There’s something odd, at first, about seeing a band take to a stage bereft of microphones. “There’ll be no banter, here,” it seems to say. Where we’re going, we don’t need microphones. Of course, this could simply be down to Russian Circles’ fusion of instrumental post-rock and cross-disciplinary metal; they really don’t need microphones. It appears as more of an intentional statement than that though, one that highlights both what the band want to achieve and how they don’t quite manage to achieve it.

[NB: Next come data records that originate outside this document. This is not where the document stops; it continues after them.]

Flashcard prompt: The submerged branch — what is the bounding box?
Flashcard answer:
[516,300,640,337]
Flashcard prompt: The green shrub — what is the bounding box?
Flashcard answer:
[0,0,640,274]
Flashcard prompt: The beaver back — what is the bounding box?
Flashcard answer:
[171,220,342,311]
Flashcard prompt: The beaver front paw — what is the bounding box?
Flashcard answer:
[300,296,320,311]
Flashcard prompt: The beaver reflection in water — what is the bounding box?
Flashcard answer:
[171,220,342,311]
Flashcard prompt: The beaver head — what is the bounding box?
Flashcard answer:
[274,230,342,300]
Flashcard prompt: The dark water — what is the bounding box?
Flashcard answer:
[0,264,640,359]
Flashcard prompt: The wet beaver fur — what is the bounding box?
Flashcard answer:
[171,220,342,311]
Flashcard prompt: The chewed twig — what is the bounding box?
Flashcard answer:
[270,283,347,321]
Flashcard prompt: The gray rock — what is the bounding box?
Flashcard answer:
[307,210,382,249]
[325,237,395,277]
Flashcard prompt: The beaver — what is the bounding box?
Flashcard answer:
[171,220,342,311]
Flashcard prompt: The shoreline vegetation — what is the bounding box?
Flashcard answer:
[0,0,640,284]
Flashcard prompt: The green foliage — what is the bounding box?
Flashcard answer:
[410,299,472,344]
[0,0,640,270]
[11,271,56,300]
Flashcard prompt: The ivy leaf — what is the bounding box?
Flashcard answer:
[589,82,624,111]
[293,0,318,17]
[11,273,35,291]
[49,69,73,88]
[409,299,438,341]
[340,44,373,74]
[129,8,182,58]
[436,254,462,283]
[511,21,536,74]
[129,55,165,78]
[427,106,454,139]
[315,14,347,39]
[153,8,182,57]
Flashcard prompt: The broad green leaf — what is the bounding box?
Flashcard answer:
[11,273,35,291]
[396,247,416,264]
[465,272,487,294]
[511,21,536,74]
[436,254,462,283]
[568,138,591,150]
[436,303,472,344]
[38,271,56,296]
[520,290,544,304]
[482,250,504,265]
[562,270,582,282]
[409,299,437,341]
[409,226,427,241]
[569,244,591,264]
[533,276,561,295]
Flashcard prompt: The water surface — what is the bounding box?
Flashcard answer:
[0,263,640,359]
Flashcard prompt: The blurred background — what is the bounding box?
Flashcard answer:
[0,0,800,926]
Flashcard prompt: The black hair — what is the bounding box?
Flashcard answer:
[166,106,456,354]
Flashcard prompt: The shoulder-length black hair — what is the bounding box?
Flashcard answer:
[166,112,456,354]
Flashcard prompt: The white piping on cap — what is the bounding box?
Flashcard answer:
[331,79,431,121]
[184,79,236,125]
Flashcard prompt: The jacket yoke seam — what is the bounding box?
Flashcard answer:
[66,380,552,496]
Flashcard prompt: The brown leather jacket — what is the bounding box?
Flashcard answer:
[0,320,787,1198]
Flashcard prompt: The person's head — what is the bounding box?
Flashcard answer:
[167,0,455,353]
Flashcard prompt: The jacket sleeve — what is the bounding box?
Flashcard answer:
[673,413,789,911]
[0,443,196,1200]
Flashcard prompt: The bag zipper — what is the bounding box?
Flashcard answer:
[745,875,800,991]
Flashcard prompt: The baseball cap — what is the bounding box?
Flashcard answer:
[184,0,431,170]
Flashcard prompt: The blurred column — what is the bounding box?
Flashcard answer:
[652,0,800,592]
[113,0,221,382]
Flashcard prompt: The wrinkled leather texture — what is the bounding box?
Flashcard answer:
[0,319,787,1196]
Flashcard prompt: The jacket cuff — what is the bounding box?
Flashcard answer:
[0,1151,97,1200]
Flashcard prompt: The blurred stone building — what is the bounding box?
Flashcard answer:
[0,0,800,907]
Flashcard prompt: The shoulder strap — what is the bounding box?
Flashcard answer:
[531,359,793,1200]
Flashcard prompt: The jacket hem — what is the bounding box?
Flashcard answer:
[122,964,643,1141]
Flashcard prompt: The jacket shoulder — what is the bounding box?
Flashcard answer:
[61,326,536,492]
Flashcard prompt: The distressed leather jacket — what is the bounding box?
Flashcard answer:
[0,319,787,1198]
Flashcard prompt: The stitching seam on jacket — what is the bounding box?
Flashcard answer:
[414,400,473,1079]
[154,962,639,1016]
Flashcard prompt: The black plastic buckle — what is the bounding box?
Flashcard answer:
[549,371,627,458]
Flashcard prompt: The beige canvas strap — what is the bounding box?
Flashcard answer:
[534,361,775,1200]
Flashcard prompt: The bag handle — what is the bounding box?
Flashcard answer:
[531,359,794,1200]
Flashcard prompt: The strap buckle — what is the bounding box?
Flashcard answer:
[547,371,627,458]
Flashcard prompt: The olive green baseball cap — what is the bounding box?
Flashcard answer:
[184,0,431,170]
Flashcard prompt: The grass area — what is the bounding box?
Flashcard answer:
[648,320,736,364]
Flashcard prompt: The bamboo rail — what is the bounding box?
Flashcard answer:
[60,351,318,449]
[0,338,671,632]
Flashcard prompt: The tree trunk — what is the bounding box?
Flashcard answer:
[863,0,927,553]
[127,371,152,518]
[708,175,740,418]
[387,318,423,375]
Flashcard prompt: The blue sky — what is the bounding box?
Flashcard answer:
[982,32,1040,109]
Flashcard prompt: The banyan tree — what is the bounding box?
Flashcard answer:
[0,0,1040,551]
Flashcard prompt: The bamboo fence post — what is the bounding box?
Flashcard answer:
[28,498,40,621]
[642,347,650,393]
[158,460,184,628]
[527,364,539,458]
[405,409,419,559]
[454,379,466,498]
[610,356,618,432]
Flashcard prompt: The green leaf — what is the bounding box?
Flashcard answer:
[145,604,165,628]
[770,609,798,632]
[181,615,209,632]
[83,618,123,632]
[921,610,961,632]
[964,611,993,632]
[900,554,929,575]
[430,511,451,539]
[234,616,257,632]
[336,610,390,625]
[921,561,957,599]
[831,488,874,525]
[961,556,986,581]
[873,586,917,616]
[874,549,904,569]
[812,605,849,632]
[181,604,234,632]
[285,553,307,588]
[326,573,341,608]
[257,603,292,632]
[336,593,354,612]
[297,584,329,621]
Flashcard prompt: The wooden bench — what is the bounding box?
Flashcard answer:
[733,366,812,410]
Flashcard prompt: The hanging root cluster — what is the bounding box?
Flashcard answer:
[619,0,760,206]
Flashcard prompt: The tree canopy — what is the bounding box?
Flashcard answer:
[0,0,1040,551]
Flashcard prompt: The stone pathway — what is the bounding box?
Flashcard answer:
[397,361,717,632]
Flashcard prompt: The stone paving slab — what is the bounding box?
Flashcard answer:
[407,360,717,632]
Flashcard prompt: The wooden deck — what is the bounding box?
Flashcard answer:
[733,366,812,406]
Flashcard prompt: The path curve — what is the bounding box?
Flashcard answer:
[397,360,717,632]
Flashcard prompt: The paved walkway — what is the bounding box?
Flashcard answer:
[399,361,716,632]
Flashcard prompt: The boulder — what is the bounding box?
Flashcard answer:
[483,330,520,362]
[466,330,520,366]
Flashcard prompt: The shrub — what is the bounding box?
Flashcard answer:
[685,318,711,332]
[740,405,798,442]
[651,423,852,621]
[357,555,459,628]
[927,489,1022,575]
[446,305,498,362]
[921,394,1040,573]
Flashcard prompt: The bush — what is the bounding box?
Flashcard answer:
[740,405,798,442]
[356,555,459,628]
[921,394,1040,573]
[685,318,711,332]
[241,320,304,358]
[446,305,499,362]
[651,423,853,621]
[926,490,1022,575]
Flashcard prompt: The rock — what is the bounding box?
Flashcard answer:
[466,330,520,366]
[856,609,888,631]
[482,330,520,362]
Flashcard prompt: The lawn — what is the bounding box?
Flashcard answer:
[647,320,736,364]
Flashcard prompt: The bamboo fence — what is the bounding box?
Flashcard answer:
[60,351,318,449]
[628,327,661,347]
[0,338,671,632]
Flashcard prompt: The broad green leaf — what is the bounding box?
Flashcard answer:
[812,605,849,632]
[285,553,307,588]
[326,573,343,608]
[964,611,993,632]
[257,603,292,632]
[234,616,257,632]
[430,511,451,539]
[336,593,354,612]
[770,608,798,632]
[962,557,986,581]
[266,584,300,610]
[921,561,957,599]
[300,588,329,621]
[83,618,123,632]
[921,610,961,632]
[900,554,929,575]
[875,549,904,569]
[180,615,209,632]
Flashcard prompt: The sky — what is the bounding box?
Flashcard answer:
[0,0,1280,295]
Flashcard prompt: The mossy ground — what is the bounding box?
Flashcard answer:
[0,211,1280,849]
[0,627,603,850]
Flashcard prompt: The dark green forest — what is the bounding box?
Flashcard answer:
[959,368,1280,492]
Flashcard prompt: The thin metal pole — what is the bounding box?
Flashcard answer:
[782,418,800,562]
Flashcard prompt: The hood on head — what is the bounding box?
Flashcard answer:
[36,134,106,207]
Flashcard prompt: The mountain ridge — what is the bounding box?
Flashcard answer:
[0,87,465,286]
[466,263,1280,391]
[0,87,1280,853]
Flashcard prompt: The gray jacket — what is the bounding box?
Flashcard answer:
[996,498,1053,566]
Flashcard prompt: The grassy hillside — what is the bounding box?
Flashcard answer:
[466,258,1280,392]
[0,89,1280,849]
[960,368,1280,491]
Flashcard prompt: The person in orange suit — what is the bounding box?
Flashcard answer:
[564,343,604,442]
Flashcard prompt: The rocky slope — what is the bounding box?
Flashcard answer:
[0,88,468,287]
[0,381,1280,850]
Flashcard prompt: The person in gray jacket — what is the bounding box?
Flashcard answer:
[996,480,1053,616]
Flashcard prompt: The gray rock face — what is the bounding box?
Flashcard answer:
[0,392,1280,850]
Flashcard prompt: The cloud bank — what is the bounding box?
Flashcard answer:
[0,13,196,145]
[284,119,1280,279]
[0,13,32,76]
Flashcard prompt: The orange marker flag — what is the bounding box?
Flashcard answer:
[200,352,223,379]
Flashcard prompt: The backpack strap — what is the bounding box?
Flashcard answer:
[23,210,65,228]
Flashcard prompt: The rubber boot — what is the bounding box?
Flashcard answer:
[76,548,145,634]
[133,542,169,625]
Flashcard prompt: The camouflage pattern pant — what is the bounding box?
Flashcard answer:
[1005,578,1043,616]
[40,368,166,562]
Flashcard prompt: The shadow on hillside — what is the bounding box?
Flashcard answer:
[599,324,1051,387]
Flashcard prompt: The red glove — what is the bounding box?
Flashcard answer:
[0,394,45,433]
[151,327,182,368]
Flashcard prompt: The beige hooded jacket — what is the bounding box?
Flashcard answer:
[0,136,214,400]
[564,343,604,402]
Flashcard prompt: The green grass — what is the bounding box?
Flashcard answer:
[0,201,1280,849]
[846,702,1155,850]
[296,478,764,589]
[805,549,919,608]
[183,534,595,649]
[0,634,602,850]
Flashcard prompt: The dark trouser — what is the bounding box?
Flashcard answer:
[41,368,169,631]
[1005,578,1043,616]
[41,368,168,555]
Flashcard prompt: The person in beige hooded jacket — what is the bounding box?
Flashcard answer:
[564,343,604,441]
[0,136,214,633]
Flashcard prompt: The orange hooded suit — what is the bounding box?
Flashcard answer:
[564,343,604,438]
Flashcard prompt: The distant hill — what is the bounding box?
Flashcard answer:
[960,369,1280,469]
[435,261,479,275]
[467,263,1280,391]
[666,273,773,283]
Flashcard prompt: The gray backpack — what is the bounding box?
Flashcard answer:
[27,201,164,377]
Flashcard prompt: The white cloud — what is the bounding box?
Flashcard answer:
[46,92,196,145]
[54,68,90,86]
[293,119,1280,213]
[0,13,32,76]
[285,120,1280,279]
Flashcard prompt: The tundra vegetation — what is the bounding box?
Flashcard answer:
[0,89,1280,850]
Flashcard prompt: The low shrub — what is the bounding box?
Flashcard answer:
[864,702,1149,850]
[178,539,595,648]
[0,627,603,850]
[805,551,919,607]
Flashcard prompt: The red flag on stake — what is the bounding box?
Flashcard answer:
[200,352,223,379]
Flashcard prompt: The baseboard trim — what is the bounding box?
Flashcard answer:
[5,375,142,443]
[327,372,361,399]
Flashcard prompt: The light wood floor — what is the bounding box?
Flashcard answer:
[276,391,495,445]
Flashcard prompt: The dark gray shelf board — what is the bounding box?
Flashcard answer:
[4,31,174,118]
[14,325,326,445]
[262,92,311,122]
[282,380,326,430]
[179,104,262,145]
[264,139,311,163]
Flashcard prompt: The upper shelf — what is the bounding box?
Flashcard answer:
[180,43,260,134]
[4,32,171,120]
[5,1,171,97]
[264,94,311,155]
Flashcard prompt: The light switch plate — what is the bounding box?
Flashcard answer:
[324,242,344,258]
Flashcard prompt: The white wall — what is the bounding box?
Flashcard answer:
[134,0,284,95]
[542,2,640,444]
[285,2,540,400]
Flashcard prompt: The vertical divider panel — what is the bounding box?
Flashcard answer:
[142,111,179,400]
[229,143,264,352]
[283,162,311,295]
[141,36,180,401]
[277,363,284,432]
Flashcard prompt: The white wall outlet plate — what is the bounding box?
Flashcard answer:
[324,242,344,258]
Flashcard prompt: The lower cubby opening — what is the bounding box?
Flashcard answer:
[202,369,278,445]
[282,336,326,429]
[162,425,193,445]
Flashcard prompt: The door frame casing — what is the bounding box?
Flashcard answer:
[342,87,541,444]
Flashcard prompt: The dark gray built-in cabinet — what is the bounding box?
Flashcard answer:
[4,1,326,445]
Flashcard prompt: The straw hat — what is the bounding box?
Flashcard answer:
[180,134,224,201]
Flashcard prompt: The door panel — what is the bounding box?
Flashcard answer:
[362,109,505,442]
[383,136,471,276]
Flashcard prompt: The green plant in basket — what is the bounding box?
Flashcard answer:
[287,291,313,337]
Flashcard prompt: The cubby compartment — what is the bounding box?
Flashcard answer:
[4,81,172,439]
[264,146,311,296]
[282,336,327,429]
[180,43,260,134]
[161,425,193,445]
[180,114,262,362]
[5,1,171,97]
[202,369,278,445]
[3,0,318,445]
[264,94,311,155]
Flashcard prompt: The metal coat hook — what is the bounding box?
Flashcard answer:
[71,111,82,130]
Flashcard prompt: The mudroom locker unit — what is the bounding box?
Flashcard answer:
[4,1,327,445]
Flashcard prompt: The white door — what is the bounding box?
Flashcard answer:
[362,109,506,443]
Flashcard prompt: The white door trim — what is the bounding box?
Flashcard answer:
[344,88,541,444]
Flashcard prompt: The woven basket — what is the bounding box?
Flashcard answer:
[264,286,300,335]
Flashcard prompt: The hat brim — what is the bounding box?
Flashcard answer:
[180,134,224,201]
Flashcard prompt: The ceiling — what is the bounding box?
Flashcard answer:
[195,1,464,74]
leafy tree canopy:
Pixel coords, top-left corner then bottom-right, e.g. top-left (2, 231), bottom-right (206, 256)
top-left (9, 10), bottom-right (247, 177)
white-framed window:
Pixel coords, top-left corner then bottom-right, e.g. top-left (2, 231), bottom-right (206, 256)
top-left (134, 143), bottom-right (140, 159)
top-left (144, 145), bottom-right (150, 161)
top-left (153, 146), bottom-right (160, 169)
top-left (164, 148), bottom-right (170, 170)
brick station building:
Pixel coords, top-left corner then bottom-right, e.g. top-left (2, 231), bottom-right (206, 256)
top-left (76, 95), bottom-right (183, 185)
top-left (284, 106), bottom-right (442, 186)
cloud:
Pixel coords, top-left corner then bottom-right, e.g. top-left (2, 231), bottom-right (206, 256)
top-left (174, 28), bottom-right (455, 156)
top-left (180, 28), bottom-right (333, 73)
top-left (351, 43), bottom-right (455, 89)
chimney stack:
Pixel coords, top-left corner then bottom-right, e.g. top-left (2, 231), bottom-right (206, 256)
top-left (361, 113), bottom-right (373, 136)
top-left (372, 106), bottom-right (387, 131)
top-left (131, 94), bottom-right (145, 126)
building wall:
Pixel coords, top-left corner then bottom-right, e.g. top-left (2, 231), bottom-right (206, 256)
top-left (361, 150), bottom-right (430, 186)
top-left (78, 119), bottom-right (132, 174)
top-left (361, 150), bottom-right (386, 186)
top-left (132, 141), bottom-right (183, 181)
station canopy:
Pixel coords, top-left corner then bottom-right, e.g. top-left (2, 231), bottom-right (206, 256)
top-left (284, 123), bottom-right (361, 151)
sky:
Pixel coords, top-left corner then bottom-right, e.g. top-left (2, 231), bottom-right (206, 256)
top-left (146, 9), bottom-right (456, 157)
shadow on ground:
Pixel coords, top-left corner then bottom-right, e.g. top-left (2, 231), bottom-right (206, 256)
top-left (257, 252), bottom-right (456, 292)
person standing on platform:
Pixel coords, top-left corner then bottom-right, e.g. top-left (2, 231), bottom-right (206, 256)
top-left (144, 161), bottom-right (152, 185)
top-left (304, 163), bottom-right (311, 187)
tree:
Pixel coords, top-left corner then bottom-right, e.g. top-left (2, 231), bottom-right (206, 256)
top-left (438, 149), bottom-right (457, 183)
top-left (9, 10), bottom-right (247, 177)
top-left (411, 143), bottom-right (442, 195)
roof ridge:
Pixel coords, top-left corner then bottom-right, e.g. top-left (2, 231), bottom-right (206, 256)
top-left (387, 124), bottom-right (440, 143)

By stripping away all mechanisms of direct interaction with audience, the fans are encouraged to focus solely on the music. The band come across as being fairly indifferent towards its audience, the idea presumably being that you engage with the music as opposed to engaging with them, and it almost works.

The most striking thing about Russian Circles is that there’s only three of them. Listening to their studio work it’s easy to be sceptical about how the sound is produced. Surely it’s overdubbing trickery, smoke and mirrors? It can’t be reproduced live, right? Yet, while a little texture is lost in the translation to stage, the live act is just as deep and layered and noisy. It’s incredibly well orchestrated noise, with an expanse of effects pedals and loops acting as force multipliers to produce more of a beautiful racket than it seems three people should be able to. There’s no denying that Russian Circles have mastered the technical aspects of their musical craft, but it’s let down somewhat by the limitations in how it’s presented.

There are moments where you’ll be almost entirely enveloped by the gut wrenching bass, the sweeping tremolo picked walls of sound, the flourishing arpeggios, the complex syncopated rhythms. It’s, ultimately, the trappings of the traditional gig set up that spoil the effect. Whether they want you to focus on them or not, there they are, a band on a stage for you to look at, rooting you in a physical space that just stops you from becoming completely lost in the music.

Given a slight change in setting, where the band perhaps isn’t the focal point of the room or the audience’s preconception of what a gig should be is subverted somehow, the show might be hugely effective. As it stands, though, Russian Circles can lead their fans to the precipice, but can’t quite drag them in.